The news yesterday - which, since the book trade is not something I pay daily attention to, I didn't read until this post (via this one) informed me of it - is that many of the big US publishing concerns are retrenching, downsizing etc. Coincidentally, probably, the UK publishing industry is facing the problem of one of its major distributors, Entertainment UK, going titsup.com just in time for Christmas. EUK's collapse is a serious embuggerment since EUK is the main way that publishers get their titles onto the shelves of UK supermarkets. Fortunately it seems possible that it will remain a going concern in some form, however any confusion at this time is bad since the pre-Christmans season is when booksellers make the best money and in the UK Supermarkets have become a leading sales outlet.
However it isn't hard to note that certain parts of the book trade seem to be doing OK, as do certain publishers. As far as I can tell both Baen and Tor are flourishing, Harlequin / Mills&Boon ditto. Eagle Publishing (owner of Regnery, the publisher of Conservative books) doesn't seem to be hurting. I suspect there are other niches doing well that I don't pay attention to. All these successful players are genre/specialty publishers (some are of course parts of larger generalists) and I suspect that is a key reason for their success.
The larger publishing industry has, it seems to me, shot itself in the foot in a number of ways. Firstly there has been the "bestseller or bust" strategy, whereby a few authors get large advances to write books which are then hyped everywhere in the hope that they sell enough to cover the advance. This is not a good thing for all sorts of reasons, not least being what happens when one of these mongo would-be blockbusters flops. Another way the book trade is shooting itself in the foot is eBooks. I wrote a couple of articles fairly recently where I pointed out that practically every book published these days is available for free on various WaReZ sites so the adding of DRM and charging of large sums of money for stuff which anyone with a reasonable amount of spare time and google-fu can find for free without DRM is flat out stupid. Eric Flint disagrees with me about the amount of google-fu needed but he absolutely nails the point when he writes:
As a rule—there are always exceptions, of course, but not many—people who are well-enough educated technically to be able to devise quick ways to obtain pirated books, are also making a good living and don’t need to fret over a few dollars. They are no more likely to get involved in downloading illegal books—provided they can get what they want in a legal manner—than they are to shoplift a ten or twenty dollar item from a walk-in store.
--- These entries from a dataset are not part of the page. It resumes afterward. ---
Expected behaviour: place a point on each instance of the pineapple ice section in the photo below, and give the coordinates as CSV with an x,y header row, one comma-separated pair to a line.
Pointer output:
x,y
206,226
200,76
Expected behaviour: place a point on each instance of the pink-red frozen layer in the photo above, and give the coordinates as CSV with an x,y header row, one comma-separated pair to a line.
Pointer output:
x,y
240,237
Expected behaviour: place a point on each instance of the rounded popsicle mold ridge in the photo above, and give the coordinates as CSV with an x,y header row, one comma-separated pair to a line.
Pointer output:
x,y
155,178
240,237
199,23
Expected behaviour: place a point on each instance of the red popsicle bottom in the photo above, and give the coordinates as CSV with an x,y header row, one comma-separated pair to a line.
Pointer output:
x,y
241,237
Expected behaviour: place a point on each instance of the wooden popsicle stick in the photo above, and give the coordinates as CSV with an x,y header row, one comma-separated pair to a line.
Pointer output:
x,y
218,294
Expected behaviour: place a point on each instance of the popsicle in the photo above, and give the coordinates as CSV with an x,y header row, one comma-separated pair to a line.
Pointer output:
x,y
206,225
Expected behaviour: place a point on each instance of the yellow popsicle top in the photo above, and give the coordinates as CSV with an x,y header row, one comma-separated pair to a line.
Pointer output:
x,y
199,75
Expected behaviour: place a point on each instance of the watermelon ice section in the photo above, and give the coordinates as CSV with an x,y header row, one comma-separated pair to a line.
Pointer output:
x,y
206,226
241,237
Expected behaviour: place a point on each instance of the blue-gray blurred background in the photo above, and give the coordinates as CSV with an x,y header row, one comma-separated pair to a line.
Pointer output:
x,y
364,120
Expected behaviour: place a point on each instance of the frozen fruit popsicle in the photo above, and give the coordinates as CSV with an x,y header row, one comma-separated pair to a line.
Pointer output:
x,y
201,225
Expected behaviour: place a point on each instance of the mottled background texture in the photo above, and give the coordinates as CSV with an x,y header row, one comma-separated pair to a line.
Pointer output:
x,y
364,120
I'll add that it also helps if they don't feel like they are being treated as either a criminal (DRM) or sucker (High prices) for an eBook.
Possibly the root reason why the book industry is in doo-doo is that they don't actually listen to their customers, something that the eBook issue I mention above is an example of. When it comes to dead tree editions they've actually got the system set up so they can't listen to the most important signal. Firstly there is the antiquated multi-tier distribution system that means that publishers actually market their books to the buyers of the major chain stores or the supermarket shelf fillers rather than to the reading public. Combine this with the fact that titles tend to get only fleeting exposure before being replaced and, as Lois M Bujold noted in an essay, there's a feedback problem:
One way to get More Stuff through is to speed it up, which is why books whip on and off the shelves with such velocity (category romance novels are given, count 'em, thirty days on the market before being replaced by the next batch). What this means is, the speed of book turnover has grown to be faster than the speed of word of mouth, a slowish process formerly vital to a new book or author. All but the very first readers to buy a book thus have no way to send economic feedback messages back through the system saying, "More, please." The late reader's vote is not counted; the reader who borrows instead of buying casts no vote at all.
I could go on but I think you get the point. The book trade is killing itself because it hasn't got a clue what its customers want and hence spends huge amounts of money trying to sell the wrong things at the wrong prices. Expect more firings and downsizings as the credit crunch bites because books are rarely a priority to the average consumer and hence are purchases that can easily be deferrred.